Obama’s current dilemma is one of his own making. Russia’s plan seems to be a delaying tactic that Assad will exploit, and it’s an idea that they have apparently been pushing for some time. The plan only became legitimized when Kerry announced that Assad could avert an attack by relinquishing his weapons. If Obama had not been hurtling toward an embarrassing defeat in Congress over his request for a resolution to allow the use of force, perhaps he would have swatted away Putin’s proposal, as Kerry’s aides initially did. Instead, Obama used the last-minute diplomatic opportunity to save himself from a stinging rebuke from lawmakers, similar to what David Cameron suffered in the U.K.

Indeed, if there was any chance of winning that vote, Obama would have pressed forward with even more determination after Russia announced its plan, because the congressional resolution would have strengthened Obama in his negotiations. That’s the sequence George W. Bush used in 2002: first he won a congressional resolution authorizing the use of force in Iraq; then he secured a U.N. resolution giving Iraq “a final opportunity to comply with its disarmament obligations.”

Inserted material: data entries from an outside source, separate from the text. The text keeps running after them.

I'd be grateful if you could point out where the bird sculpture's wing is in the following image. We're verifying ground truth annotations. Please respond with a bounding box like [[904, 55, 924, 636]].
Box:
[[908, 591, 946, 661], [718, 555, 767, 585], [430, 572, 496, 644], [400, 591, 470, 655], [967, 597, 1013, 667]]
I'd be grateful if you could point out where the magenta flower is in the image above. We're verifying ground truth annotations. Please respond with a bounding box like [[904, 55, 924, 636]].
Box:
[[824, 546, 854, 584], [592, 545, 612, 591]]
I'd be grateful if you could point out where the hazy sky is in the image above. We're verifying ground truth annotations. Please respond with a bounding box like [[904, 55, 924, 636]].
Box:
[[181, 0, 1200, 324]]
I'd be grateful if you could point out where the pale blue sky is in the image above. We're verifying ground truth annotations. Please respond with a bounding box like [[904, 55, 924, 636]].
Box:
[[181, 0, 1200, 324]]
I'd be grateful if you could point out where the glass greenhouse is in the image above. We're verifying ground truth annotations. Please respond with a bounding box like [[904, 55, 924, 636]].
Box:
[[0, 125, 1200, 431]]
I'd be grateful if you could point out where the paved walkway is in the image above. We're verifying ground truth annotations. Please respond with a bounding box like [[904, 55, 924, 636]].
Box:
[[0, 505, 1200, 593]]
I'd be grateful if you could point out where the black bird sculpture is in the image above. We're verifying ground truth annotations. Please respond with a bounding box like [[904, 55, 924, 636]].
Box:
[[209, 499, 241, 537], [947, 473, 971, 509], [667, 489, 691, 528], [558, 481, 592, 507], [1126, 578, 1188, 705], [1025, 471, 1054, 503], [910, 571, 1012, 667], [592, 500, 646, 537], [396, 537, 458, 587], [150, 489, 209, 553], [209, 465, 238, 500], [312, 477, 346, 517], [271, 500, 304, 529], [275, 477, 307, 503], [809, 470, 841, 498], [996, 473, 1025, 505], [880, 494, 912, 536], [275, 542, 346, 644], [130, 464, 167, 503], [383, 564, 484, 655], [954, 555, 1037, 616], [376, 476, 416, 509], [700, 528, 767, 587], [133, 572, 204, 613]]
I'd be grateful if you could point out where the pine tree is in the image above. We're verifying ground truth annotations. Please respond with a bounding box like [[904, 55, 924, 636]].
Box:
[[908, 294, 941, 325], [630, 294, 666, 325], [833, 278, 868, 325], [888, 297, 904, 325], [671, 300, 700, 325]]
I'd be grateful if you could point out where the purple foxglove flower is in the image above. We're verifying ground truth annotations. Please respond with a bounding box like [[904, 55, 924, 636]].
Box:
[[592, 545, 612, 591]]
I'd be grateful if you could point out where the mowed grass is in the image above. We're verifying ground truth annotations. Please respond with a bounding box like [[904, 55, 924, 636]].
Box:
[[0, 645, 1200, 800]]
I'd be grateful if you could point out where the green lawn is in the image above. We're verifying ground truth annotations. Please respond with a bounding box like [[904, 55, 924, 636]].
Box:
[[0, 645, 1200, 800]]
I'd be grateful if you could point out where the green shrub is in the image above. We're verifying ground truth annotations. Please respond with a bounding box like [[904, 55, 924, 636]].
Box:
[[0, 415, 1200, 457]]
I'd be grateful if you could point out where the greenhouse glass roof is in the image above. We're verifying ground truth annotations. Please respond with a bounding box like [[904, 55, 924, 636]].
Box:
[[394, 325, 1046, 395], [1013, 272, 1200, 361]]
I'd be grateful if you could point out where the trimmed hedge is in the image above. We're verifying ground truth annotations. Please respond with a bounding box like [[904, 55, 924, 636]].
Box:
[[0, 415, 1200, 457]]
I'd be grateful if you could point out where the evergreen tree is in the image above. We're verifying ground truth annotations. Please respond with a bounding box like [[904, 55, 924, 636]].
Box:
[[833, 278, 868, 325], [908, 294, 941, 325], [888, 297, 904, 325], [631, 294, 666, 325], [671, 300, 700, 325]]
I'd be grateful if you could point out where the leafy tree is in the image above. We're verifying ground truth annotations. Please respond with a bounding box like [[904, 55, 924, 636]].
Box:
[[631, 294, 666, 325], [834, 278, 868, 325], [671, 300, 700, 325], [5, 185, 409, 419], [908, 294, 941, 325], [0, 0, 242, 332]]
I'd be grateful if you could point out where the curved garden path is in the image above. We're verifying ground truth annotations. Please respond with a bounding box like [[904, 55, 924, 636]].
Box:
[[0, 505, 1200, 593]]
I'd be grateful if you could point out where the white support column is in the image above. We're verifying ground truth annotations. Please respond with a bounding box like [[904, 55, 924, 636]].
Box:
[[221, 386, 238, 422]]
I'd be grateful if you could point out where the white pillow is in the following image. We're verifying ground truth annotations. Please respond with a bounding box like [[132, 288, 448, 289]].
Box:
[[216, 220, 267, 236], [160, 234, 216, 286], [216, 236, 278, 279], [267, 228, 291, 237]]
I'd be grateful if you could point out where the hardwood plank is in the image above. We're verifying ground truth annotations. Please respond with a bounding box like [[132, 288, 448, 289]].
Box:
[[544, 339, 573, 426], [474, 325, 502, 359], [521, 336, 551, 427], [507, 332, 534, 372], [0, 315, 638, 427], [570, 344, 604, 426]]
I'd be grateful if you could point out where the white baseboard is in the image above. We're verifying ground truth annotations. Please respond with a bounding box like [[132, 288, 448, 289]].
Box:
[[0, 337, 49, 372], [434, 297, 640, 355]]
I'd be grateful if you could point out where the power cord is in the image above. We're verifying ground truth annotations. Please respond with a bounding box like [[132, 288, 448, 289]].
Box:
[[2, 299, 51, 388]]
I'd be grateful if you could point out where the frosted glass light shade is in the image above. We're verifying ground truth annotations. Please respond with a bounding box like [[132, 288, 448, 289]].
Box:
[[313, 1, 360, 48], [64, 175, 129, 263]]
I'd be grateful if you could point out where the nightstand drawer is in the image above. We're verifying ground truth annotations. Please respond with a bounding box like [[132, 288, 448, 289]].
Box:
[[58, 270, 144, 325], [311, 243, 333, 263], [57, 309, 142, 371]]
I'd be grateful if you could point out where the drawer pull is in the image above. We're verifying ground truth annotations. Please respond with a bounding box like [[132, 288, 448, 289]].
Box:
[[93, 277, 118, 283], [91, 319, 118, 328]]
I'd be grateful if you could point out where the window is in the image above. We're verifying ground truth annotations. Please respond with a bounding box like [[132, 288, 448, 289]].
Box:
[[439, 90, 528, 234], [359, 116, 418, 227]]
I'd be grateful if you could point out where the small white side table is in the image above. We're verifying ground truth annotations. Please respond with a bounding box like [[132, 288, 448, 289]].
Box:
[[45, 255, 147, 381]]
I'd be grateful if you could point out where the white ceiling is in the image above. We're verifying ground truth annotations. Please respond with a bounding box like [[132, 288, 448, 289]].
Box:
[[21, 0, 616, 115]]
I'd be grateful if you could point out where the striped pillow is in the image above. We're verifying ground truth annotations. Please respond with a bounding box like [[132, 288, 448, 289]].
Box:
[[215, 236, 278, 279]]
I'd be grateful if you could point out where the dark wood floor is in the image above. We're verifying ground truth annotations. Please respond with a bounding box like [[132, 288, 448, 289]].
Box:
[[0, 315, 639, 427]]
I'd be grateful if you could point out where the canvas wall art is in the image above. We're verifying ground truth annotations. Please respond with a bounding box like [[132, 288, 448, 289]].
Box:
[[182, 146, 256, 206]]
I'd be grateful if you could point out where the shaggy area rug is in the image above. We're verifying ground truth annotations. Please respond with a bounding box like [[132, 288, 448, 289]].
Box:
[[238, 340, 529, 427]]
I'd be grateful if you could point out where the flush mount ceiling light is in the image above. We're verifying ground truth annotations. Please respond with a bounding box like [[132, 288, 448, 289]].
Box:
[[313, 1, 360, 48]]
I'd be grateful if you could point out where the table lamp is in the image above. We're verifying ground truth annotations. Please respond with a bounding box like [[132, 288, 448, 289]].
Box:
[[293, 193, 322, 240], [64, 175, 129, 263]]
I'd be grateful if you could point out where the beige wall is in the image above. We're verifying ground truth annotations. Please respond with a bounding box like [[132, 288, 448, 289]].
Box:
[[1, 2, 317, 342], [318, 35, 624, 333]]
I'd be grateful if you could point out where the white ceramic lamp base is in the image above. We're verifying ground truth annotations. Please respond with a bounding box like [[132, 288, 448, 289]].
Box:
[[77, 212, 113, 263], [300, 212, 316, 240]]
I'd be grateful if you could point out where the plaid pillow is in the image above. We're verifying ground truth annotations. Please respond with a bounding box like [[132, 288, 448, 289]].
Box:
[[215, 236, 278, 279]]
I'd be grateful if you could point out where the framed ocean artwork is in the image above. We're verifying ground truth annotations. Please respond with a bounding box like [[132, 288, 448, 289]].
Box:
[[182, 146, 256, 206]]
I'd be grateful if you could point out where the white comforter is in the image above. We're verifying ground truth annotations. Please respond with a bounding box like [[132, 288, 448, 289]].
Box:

Ironically, as the negotiations continue in Geneva and New York, Obama now finds himself in the same situation as Bush, only without the backing of Congress

Yes, we have had over two weeks now of watching various Obama cheerleader entities and individuals questioning him for longer than an few minutes. This may be the first truly “historic” thing in a presidency that is always being called that by the press.

The question remains whether these people who have experienced a few lucid moments and, like Ryan Lizza, realized there isn’t much nice to say about how the president has handled any of it, will continue to find fault with him or comfort convince themselves that he was only monumentally incompetent this one time.